#### Answer

The gazelle is able to escape from the cheetah with 7.5 meters to spare.

#### Work Step by Step

We can find the gazelle's constant speed.
$v = a~t = (4.6~m/s^2)(5.0~s)$
$v = 23~m/s$
Note that the cheetah gains on the gazelle the whole time they are both running. We can find the distance the cheetah can run before it must stop.
$d = v~t = (30~m/s)(15~s) = 450~m$
To escape, the gazelle has 15 seconds to travel $450~m-170~m$ which is 280 meters.
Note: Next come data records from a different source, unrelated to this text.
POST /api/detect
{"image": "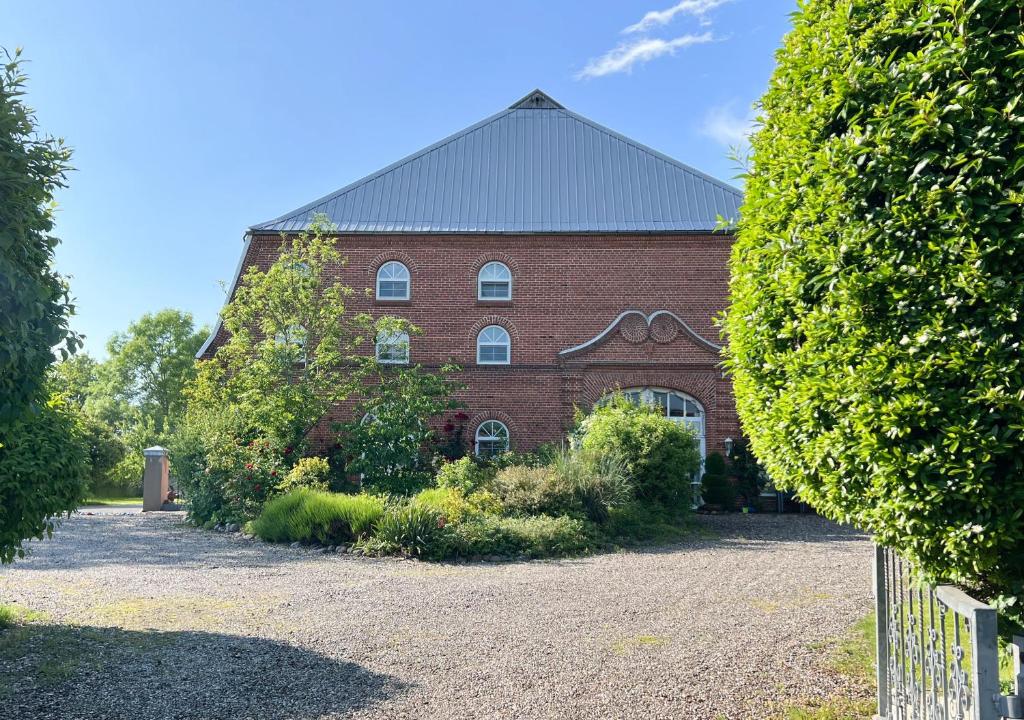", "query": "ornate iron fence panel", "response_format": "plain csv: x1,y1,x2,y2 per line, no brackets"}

874,547,1024,720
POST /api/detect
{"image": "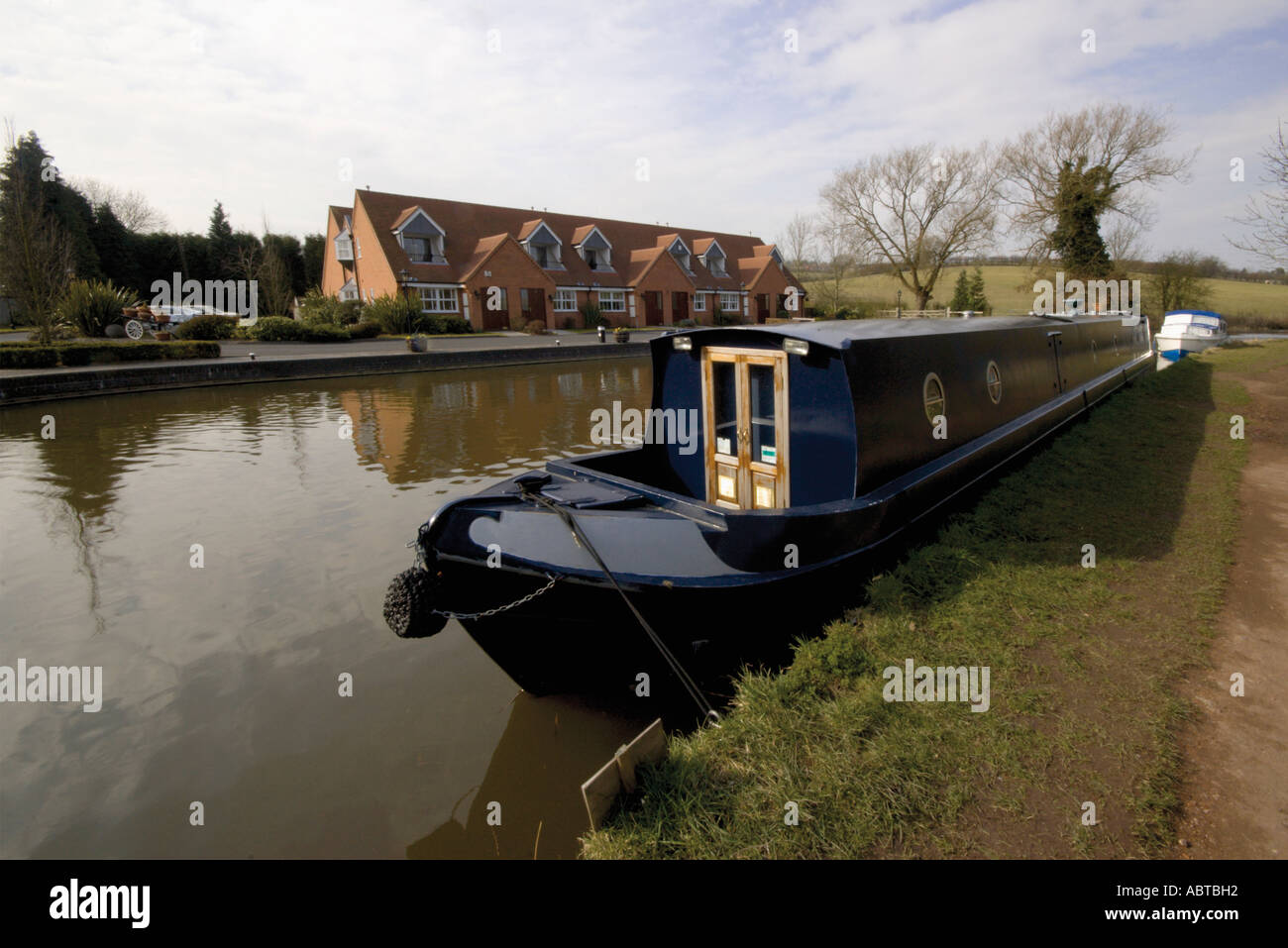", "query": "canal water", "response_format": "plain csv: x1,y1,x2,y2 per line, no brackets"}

0,360,651,858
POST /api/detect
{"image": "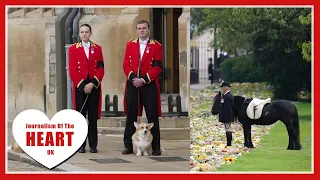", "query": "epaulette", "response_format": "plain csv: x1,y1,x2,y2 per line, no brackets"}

130,38,138,43
149,39,155,44
76,41,82,49
90,41,97,47
153,39,161,45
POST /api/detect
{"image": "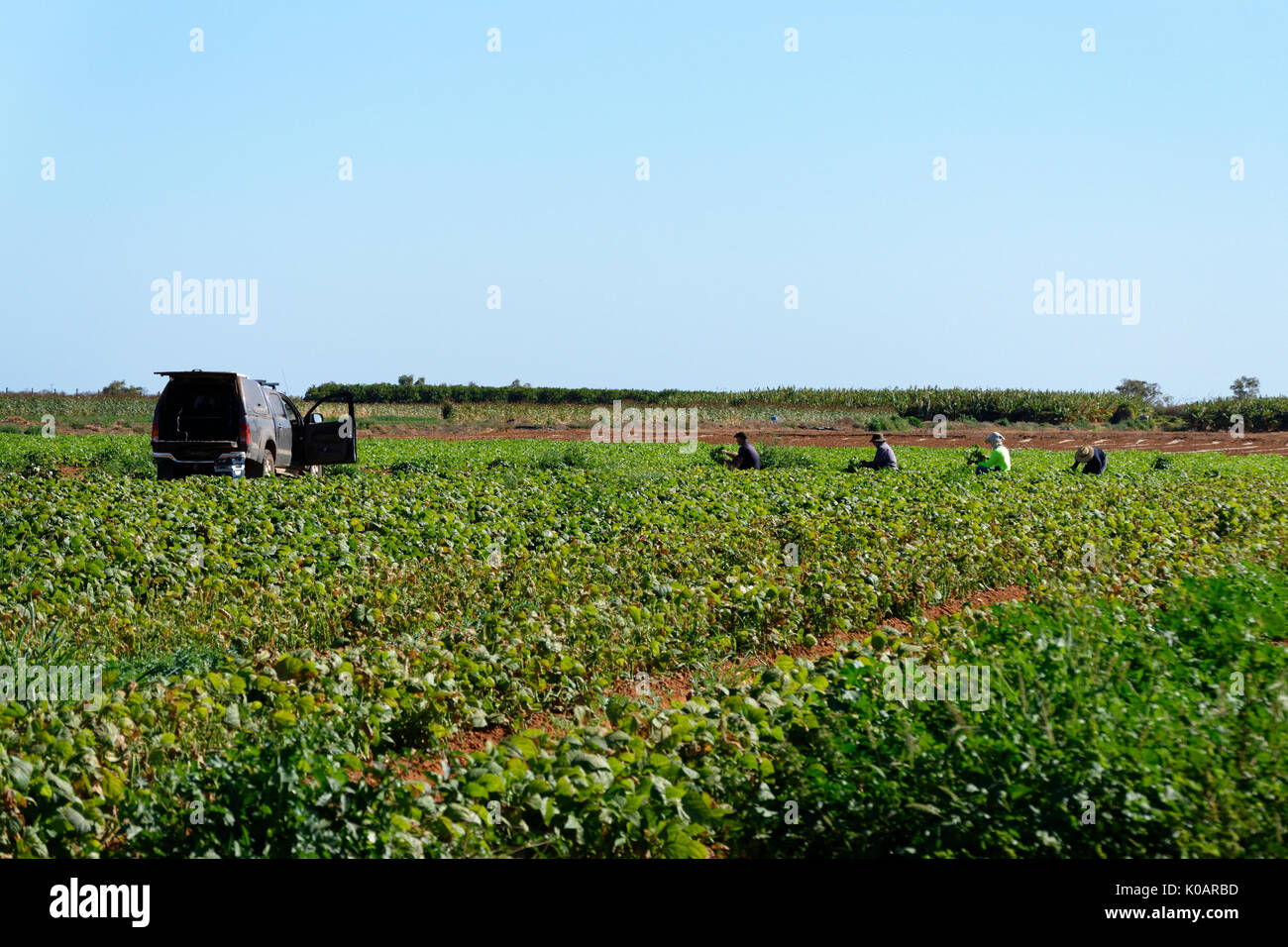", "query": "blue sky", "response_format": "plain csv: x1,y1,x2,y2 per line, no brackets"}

0,1,1288,399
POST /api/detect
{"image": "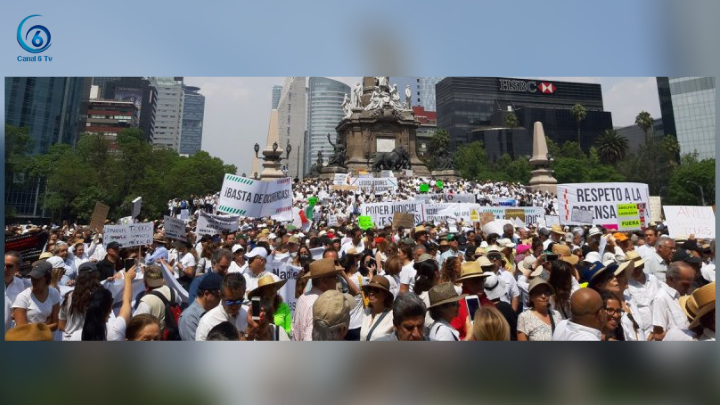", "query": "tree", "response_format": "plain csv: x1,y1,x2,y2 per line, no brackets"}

635,111,653,145
595,129,628,165
570,103,587,145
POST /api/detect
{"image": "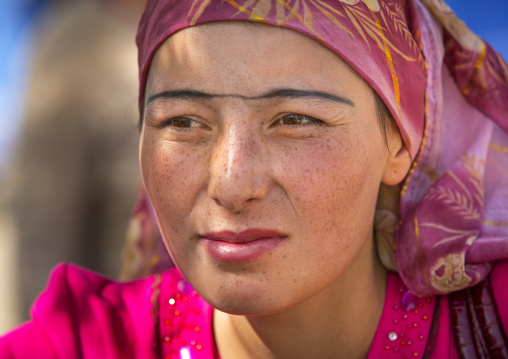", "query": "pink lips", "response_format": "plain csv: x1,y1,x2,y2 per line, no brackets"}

201,229,287,262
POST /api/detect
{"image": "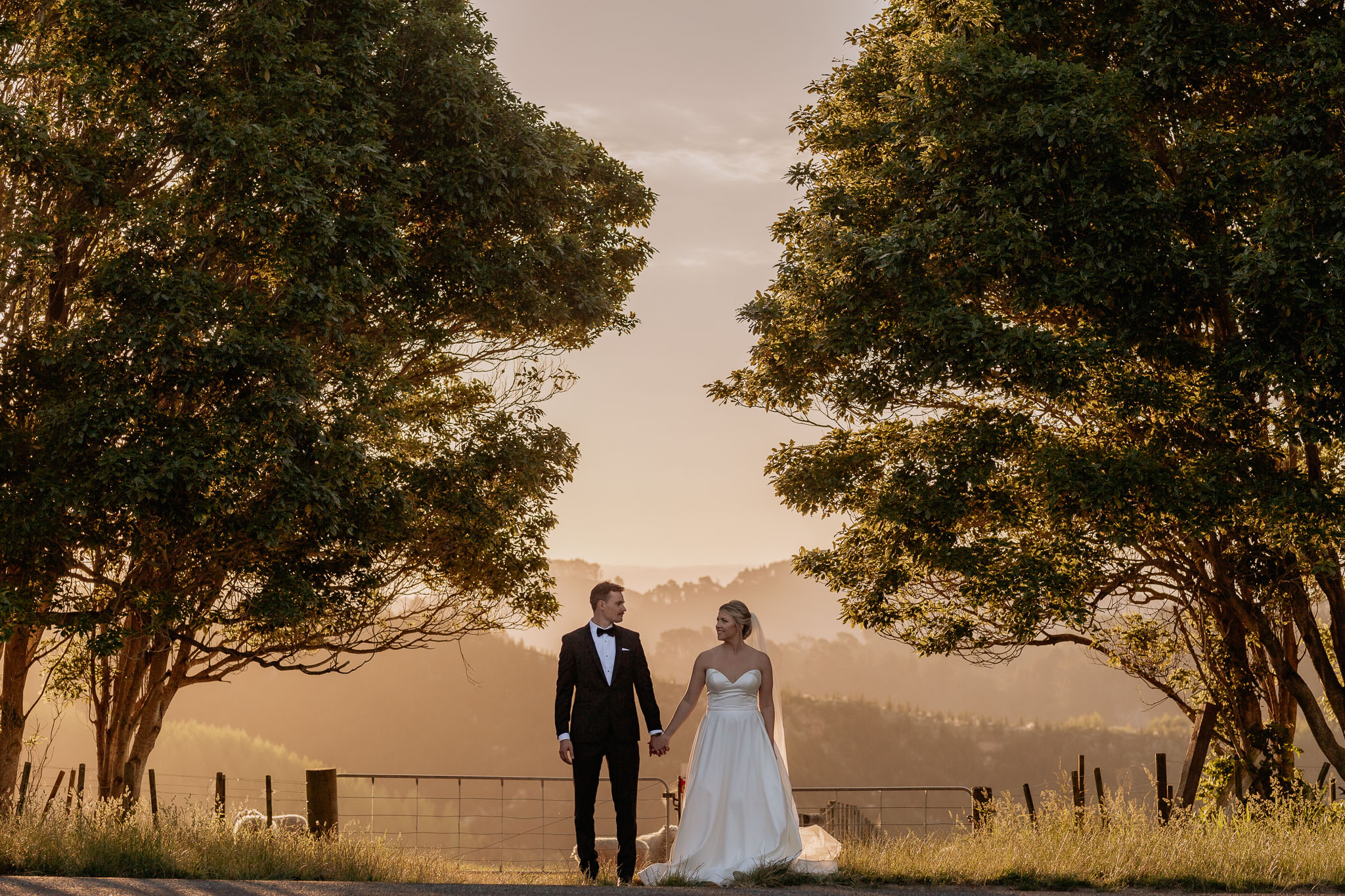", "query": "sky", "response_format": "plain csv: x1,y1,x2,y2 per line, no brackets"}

476,0,881,587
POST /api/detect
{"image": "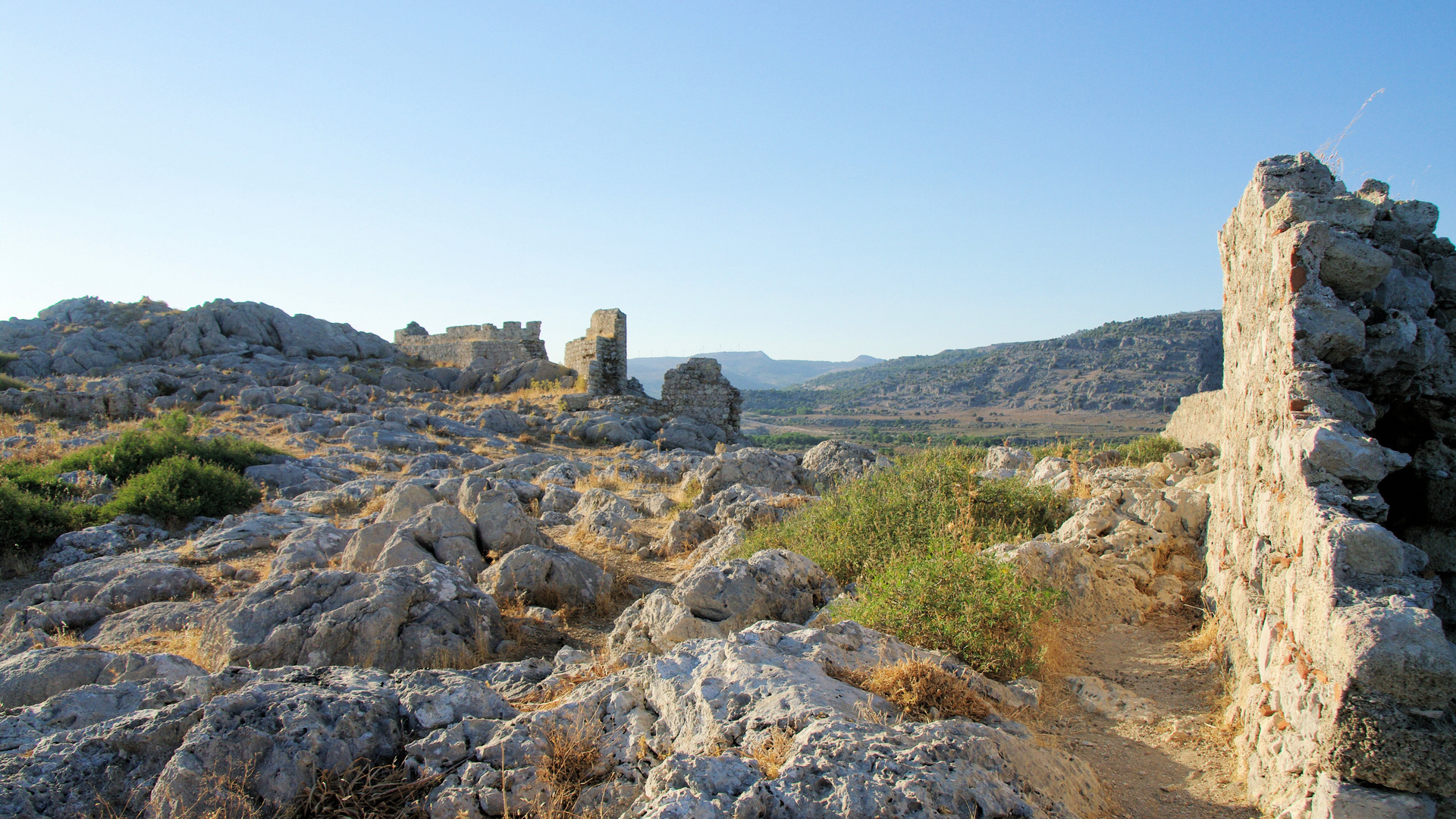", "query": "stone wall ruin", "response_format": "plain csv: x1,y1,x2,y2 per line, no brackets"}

565,307,642,395
663,359,742,440
1171,153,1456,819
394,322,548,372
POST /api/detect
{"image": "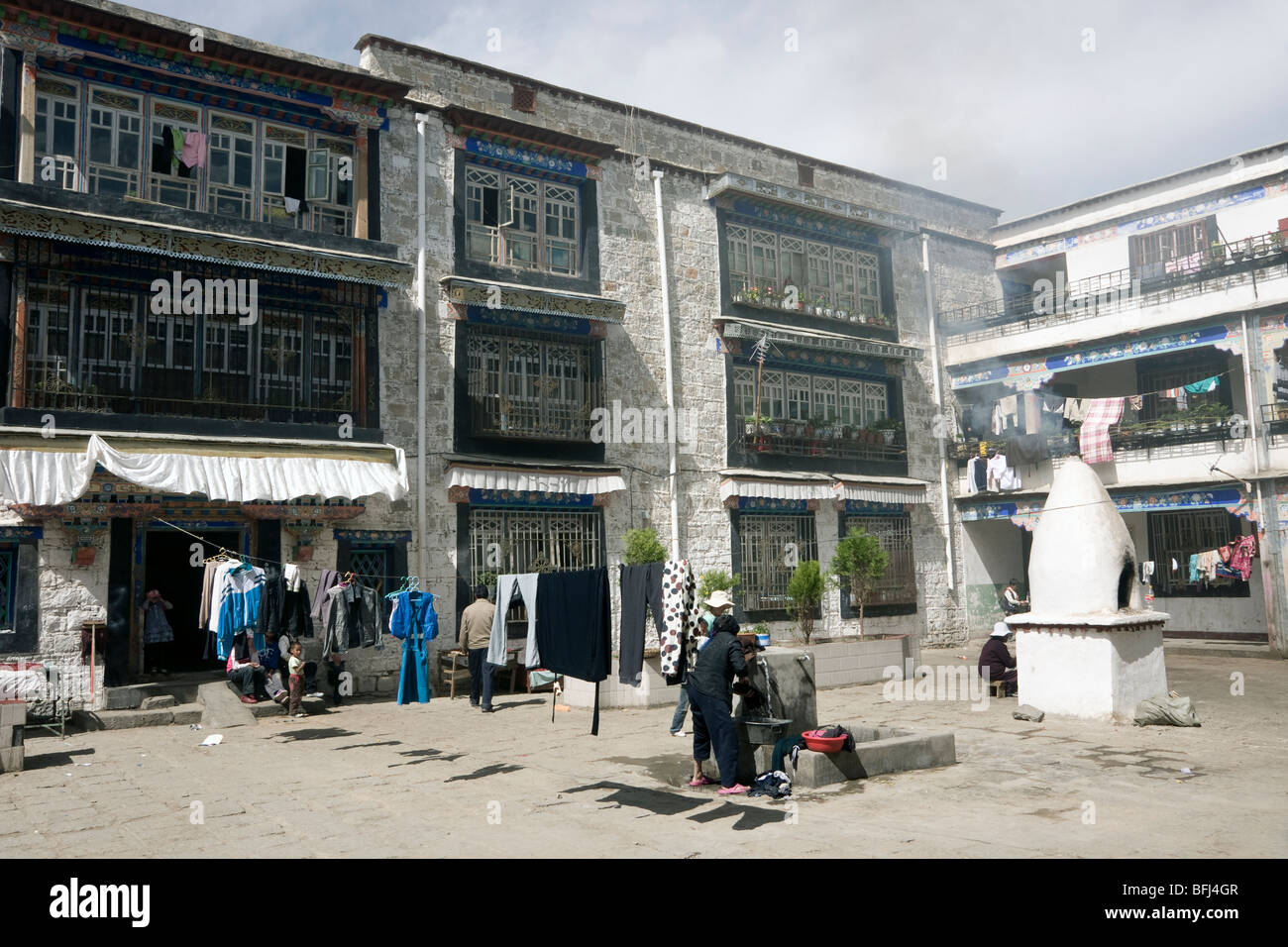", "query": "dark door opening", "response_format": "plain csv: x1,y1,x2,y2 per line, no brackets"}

We can find the distance $x_1$ the gazelle travels during the 5.0 second acceleration period.
$x_1 = \frac{1}{2}at^2$
$x_1 = \frac{1}{2}(4.6~m/s^2)(5.0~s)^2$
$x_1 = 57.5~m$
We can find the distance $x_2$ the gazelle could run in the next 10 seconds.
$x_2 = v~t = (23~m/s)(10~s)$
$x_2 = 230~m$
The total distance the gazelle can travel in 15 seconds is 230 m + 57.5 m which is 287.5 meters. Since the gazelle only needed to run 280 meters to escape, the gazelle is able to escape from the cheetah with 7.5 meters to spare.